Matematik öğretmeni Gökçe, 9 yıl önce Şanlıurfa’da görev yaparken öğretmen arkadaşlarıyla birlikte boş zamanlarını değerlendirecek bir aktivite arayışına girdiğinde kick boks ile tanıştı.
22 yaşında bu spora adım atan Gökçe, antrenörünün yeteneğini keşfetmesiyle dikkat çekti. Eğitime başladıktan sadece 6 ay sonra katıldığı ilk müsabakada birincilik kazanarak Türkiye ve Balkan şampiyonlukları ile dünya ikinciliğini elde etti.
Dünya Kick Boks Şampiyonası’nda birincilik hedefiyle çalışan Gökçe, her gün okuldan ringe uzanan mücadelesine devam ediyor.
Şanlıurfa’dan İstanbul’a tayin olduktan sonra Pendik Şehit Yalçın Aran Ortaokulu’nda görevine devam eden Gökçe, birçok öğrencisine spora yönelmeleri için örnek oluyor.
“Hiç Kadın Yoktu, Bu Sporu Erkeklerden Dayak Yiye Yiye Öğrendim”
Ringlere uzanan yolculuğunu paylaşan Gökçe, daha önce kick boks hakkında “Birbirlerine vuruyorlar, bunu spor sanıyorlar.” düşüncesine sahip olduğunu, ama boş vakitlerini değerlendirmek amacıyla başladığında önyargısının değiştiğini ifade etti.
Antrenörü, kendisine bu sporu yapabileceğine inandırdığını ve müsabaka sporcularıyla bir araya getirdiğini belirten Gökçe, spora başlama hikayesini de şöyle anlattı:
“Yumruk atmayı bile bilmiyordum. Beni, misafir öğrencilerin yanına götürdüler ve 16 yaşındaki bir çocukla eşleştirdiler. Önce çocuğa, sonra hocama baktım; ‘Hocam, ayıp olmuyor mu? Çocuğa mı vuracağım?’ dedim. Çocuk oldukça başarılı bir sporcuydu. Birkaç yumrukla gözüm şişti, dişim kırıldı ve ciddi şekilde dayak yedim. Antrenman bitince düşündüm ve ‘Ben bu sporu yapacağım.’ dedim. Hırslandım, beni döven çocuğu evine kadar bıraktım.
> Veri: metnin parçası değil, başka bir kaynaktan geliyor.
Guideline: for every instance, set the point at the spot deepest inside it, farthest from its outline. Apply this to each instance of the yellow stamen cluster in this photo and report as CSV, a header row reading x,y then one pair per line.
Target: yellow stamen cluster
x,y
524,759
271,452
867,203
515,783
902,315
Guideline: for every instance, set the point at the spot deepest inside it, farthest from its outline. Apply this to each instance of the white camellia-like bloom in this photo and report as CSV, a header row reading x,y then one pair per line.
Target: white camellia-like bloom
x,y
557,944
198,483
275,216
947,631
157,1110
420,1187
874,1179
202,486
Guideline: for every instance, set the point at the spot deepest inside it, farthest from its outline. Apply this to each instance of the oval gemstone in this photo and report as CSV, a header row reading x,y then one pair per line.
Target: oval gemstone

Mücadele etmek bana haz verdi, devam etmeye karar verdim. Ancak, Şanlıurfa’daki hiçbir salonda benden başka kız öğrenci yoktu. Sürekli erkeklerle eşleşmek zorunda kaldım ve onlardan dayak yiyerek bu sporu öğrendim.”
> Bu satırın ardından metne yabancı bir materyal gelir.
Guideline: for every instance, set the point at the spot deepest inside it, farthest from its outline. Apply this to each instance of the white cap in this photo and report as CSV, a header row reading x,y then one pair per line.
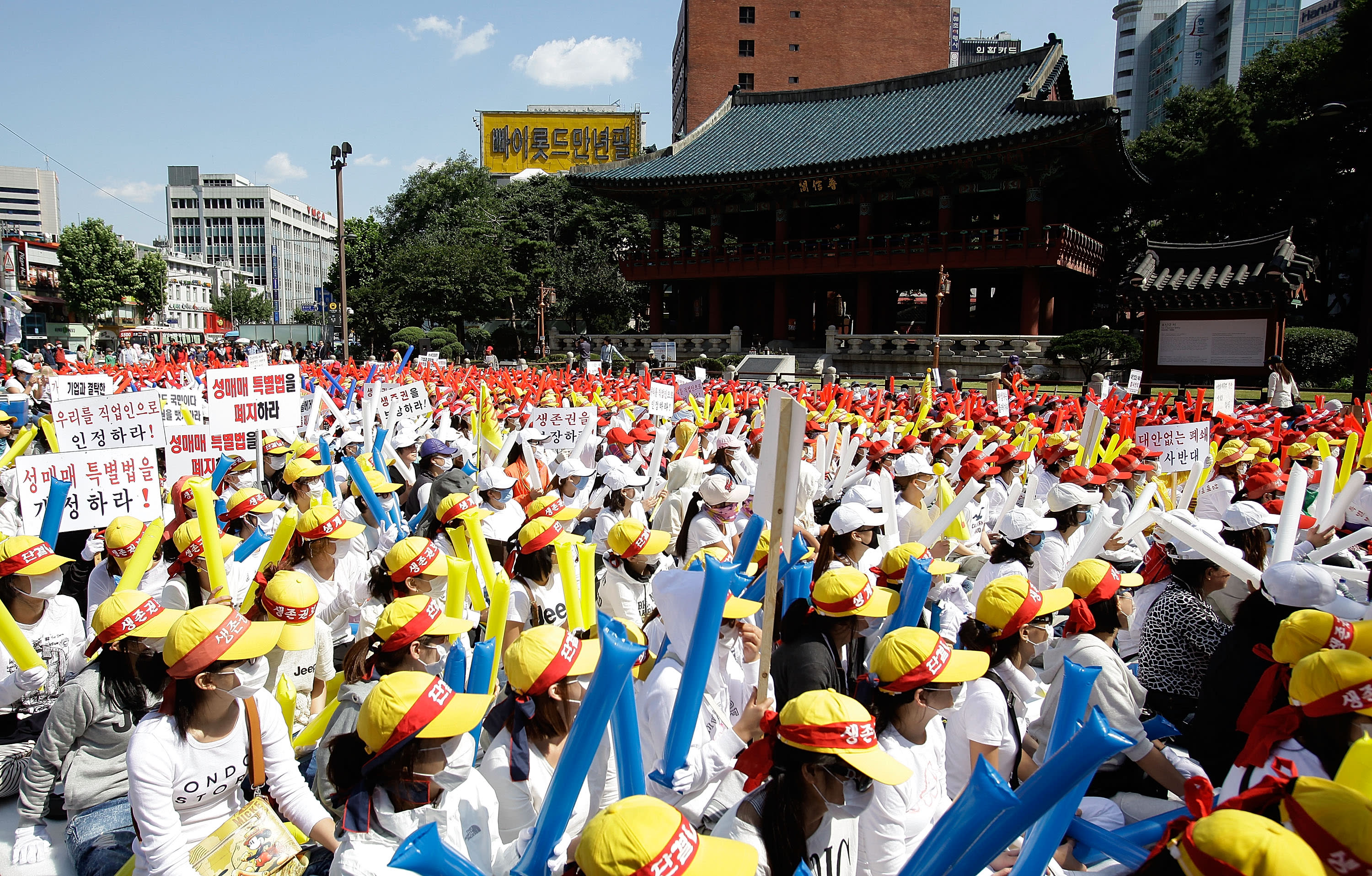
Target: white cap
x,y
1023,521
911,465
1248,516
862,495
1305,586
1069,496
493,480
719,491
850,517
623,477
“Amacım, Dünya Şampiyonu Olmak”
Balkan şampiyonu olduktan sonra kick boksa daha fazla bağlandığına dikkat çeken Gökçe, “4 yıllık doğu görevimin ardından İstanbul’a geldim ve çalışabileceğim salon arayışına girdim. Bu spora başlamamın 3. yılında omzum sakat olmasına rağmen dünya ikincisi oldum. Amacım, dünya şampiyonu olmak; bunun için elimden geleni yapıyorum. Temmuzda bir maç var, eğer orada şampiyon olursam dünya şampiyonasına katılma hakkını kazanacağım. İnşallah dünya şampiyonu olmayı umuyorum.” ifadelerini kullandı.
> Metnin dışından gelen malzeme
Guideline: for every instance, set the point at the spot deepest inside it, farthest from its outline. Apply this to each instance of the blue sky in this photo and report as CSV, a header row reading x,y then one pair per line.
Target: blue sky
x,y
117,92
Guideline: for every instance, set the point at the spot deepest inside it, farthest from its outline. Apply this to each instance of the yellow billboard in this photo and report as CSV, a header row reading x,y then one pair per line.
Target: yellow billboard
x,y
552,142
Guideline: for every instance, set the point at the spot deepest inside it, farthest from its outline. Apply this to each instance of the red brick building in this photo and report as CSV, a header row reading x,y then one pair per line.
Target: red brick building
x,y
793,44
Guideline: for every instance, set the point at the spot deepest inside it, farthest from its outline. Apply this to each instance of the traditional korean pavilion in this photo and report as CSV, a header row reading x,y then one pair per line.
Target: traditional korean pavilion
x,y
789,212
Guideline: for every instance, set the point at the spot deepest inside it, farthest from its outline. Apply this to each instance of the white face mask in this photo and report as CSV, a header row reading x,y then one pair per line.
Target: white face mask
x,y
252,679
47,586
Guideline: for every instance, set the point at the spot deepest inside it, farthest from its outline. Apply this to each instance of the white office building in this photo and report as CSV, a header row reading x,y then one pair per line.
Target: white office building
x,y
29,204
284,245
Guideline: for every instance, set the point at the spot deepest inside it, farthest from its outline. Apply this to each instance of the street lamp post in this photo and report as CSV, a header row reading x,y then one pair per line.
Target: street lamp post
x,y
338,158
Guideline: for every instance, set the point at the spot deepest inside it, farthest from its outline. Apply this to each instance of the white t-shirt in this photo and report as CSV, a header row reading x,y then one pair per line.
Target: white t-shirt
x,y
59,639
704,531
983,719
Gökçe, okulda ve ringdeki günlük çalışma rutinini şöyle açıkladı:
“Öğretmenlik yaparken düzenli antrenman yapmak zor bir iş. Gündüz sınıfta ders anlatıyor, akşam ringe geliyorum. Çok zorlanıyorum ama bu bana keyif veriyor. Öğrencilerim de beni örnek alıyor. Bu sporu benim gibi seven çok sayıda öğrencim var. Onlar benim maçımı takip ediyor, ben de onların maçlarını izliyorum. Ortak hedeflerimiz ve paylaşımlarımız oluyor. Bu benim için çok güzel bir his. Hatta bir öğrencim, beni görerek başladığı bu sporda büyük başarılara imza attı, Rusya’ya gidip orada şampiyon oldu. Maç günü öğrencilerim sabah mesaj atıp başarı diliyor. Bazıları antrenman yaptığım salona gelip kayıt yaptırıyor. Öğretmenlik, severek yaptığım bir meslek. Yeni şeyler öğretmenin heyecanını yaşamak gerçekten güzel. Ayrıca kendi hedeflerim için çalışmak, beni hayata bağlıyor. Dünya şampiyonu olana kadar asla bırakmayacağım.”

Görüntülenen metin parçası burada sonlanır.